CMS concluded that passing on the savings to Medicare enrollees this year was not operationally feasible. In addition, the agency concluded it does not have the authority to refund premiums except in cases when beneficiaries pay more than they are billed.
Projections for how much Aduhelm, also known as aducanumab, would cost the government in 2022 were the primary reason for a 14.5% Medicare Part B premium hike that brought the monthly cost to $ 170.10 this year, CMS disclosed in November.
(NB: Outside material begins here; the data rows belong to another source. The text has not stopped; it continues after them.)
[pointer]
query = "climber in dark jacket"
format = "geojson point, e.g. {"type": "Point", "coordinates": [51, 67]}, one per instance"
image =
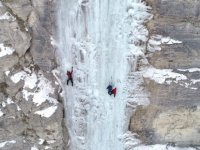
{"type": "Point", "coordinates": [69, 75]}
{"type": "Point", "coordinates": [114, 92]}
Circumstances have changed since then. CMS has limited Aduhelm coverage to beneficiaries enrolled in clinical trials. And Biogen, the drug’s manufacturer, halved the original $ 56,000 yearly price.
When Biogen lowered the medicine’s cost, patient advocates and Democratic lawmakers called on CMS to cut Part B premiums for 2022, and Health and Human Services Secretary Xavier Becerra directed the agency to investigate its options.
CMS concluded that delaying the adjustment until next year is the only practical method, the agency wrote in a notice. The agency expects Part B premiums to be lower in 2023 because Adulhelm spending won’t meet projections this year.
“CMS and HHS are committed to lowering healthcare costs — so we look forward to seeing this Medicare premium adjustment across the finish line to ensure seniors get their cost-savings in 2023,” Becerra said in a news release.